FAFSA for single parents

Are the authors the FAFSA of living under a rock? There is a population of people who adopted children as a single parent and are not married. And there was an organization I saw called “single mothers by choice.” The kids do not and have never legally had a second parent. FAFSA apparently never encountered this. The only choices in the FAFSA drop down are married, married: living apart, never married: living together, never married: living apart and widowed. Common Application has a designation for “unknown” for the second parent. What is an always single parent supposed to claim? Never married:living apart implies there was once a relationship and that second parent might have some assets to put toward college. Widowed would be more accurate and fair yet not true. I know a single man who adopted a physically challenged, smart college bound child. What are they supposed to answer?

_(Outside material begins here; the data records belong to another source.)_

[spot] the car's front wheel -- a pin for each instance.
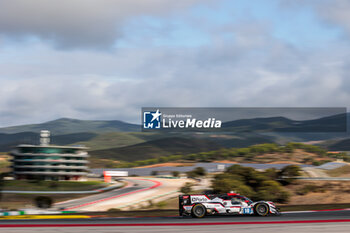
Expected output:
(198, 211)
(261, 209)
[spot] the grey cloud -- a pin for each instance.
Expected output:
(79, 23)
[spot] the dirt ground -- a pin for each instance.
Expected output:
(319, 192)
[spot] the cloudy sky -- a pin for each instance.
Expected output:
(105, 59)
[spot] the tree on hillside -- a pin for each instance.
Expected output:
(252, 183)
(288, 173)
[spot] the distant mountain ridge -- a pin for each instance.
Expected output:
(69, 126)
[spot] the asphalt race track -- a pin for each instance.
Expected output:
(321, 221)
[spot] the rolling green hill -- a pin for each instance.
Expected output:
(156, 148)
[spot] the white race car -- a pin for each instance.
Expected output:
(199, 205)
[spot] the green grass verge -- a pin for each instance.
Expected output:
(344, 170)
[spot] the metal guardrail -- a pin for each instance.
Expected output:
(147, 200)
(64, 192)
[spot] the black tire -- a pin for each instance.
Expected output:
(198, 211)
(261, 209)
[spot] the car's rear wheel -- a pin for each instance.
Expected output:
(198, 211)
(261, 209)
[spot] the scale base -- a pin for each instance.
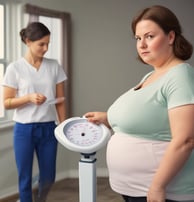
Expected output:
(87, 178)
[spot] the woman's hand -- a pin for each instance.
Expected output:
(156, 195)
(37, 98)
(97, 118)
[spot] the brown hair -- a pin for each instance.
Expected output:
(167, 20)
(34, 31)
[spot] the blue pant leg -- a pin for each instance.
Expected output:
(46, 152)
(23, 149)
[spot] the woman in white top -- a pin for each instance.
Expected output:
(34, 88)
(150, 157)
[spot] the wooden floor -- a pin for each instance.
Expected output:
(68, 191)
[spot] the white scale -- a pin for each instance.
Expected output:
(79, 135)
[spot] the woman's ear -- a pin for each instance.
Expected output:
(171, 36)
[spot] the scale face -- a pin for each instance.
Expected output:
(78, 134)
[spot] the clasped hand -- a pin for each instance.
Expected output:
(37, 98)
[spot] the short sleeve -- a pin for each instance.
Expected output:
(10, 77)
(179, 89)
(61, 76)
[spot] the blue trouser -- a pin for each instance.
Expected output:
(39, 138)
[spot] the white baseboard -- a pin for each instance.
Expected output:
(100, 172)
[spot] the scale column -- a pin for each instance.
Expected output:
(87, 178)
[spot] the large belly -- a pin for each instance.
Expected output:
(132, 162)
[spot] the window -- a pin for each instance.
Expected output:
(2, 55)
(11, 19)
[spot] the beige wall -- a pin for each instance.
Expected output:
(104, 65)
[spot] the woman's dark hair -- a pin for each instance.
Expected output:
(34, 31)
(167, 20)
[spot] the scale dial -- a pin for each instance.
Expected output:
(78, 134)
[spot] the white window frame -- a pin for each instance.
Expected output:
(14, 22)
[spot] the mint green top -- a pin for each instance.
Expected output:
(144, 112)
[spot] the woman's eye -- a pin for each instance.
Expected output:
(137, 38)
(149, 36)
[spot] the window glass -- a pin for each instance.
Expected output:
(2, 55)
(2, 32)
(1, 93)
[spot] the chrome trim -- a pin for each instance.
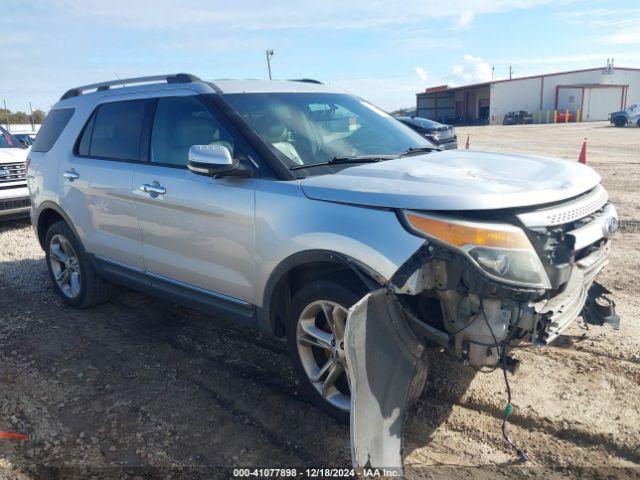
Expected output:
(210, 293)
(152, 275)
(593, 231)
(118, 264)
(567, 212)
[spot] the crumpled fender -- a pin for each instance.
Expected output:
(388, 368)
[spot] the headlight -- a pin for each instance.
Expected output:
(501, 250)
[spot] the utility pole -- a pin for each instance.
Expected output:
(269, 55)
(7, 112)
(33, 126)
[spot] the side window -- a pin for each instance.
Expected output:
(116, 130)
(52, 128)
(181, 122)
(85, 140)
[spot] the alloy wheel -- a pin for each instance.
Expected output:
(320, 342)
(65, 266)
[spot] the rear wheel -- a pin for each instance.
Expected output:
(315, 336)
(71, 269)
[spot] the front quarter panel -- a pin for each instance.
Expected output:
(288, 223)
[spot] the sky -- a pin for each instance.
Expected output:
(383, 50)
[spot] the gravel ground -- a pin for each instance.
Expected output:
(140, 383)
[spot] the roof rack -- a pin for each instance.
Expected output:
(306, 80)
(100, 87)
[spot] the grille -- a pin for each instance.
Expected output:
(568, 212)
(13, 204)
(12, 172)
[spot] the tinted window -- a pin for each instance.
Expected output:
(7, 140)
(117, 130)
(85, 139)
(306, 128)
(180, 123)
(52, 128)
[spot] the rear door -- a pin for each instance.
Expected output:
(198, 233)
(97, 181)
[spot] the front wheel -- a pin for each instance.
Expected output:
(315, 336)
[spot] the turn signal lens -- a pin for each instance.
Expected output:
(501, 250)
(463, 233)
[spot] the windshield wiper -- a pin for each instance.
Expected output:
(413, 150)
(345, 160)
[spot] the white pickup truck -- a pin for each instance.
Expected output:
(14, 194)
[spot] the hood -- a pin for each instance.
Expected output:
(455, 180)
(13, 155)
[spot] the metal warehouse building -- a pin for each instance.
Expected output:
(588, 95)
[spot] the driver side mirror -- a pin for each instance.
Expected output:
(211, 160)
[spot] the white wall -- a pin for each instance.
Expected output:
(515, 95)
(598, 102)
(524, 94)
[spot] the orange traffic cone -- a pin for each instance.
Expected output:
(583, 153)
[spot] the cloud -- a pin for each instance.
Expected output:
(465, 20)
(471, 70)
(308, 14)
(422, 74)
(623, 38)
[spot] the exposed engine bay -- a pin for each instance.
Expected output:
(477, 288)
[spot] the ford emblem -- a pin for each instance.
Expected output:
(610, 227)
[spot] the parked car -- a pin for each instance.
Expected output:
(281, 204)
(517, 118)
(14, 195)
(624, 117)
(443, 136)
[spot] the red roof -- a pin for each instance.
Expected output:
(482, 84)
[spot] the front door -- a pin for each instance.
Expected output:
(197, 231)
(97, 181)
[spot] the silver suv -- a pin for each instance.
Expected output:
(282, 204)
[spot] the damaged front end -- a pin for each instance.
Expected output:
(480, 285)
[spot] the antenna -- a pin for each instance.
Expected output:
(269, 55)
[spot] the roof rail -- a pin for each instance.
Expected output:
(99, 87)
(306, 80)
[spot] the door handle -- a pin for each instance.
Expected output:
(153, 190)
(71, 175)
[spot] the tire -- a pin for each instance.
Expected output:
(620, 121)
(306, 323)
(80, 286)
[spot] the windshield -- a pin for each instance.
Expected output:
(310, 128)
(7, 140)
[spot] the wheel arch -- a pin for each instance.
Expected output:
(302, 268)
(47, 214)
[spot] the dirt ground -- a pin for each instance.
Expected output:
(139, 382)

There is an option for single parents; Never Married

2015-2016 FAFSA; See Question 59

https://fafsa.ed.gov/fotw1516/pdf/PdfFafsa15-16.pdf

the first box is never married

As one of these parents, this categorization is the least of my worries. I have much more issue with the tax credits for singles being limited to those making $80-90k or less no matter how many children you have in college, while a married couple with only one spouse working and one child in college can make up to $160k-180k and still get the credit. So for my family of 3 with both kids in college I can only make $80k to get the full tax credit, but the guy sitting next to me can make up to $160k and get the entire tax credit. Two people, same job, same number of dependents, different tax benefits. If our kids go to the same school, I don’t pay less in tuition because I have two in school and make the same as the guy next to me with only one in school. I pay double, don’t get the tax credit, and he pays for one and does.

NOT FAIR.

I do know people who were mighty perturbed that they had to fill out a NCP form when there wasn’t really a NCP at all. Some schools, and maybe the CSS, are now catching on.

When filling out a registration form for the school district, the choices for parental relationship were: Natural mother, step mother, foster parent or guardian, or (there was one more I can’t remember, but it didn’t apply either). DD was filling out the form and even she knew that none of those choices was correct. I told her it didn’t matter, and I was right, it didn’t. In three years no one ever called or asked for an explanation on why nothing was checked.

I’m one of those parents, too. We didn’t fill out a NCP form, because there isn’t such a person (no NCP). For profile, we sent in a letter to each college from our sperm bank which said the kids were conceived using an anonymous donor. All the half-sibs in our donor-family group also did this without difficulty, and none of the colleges requested further information.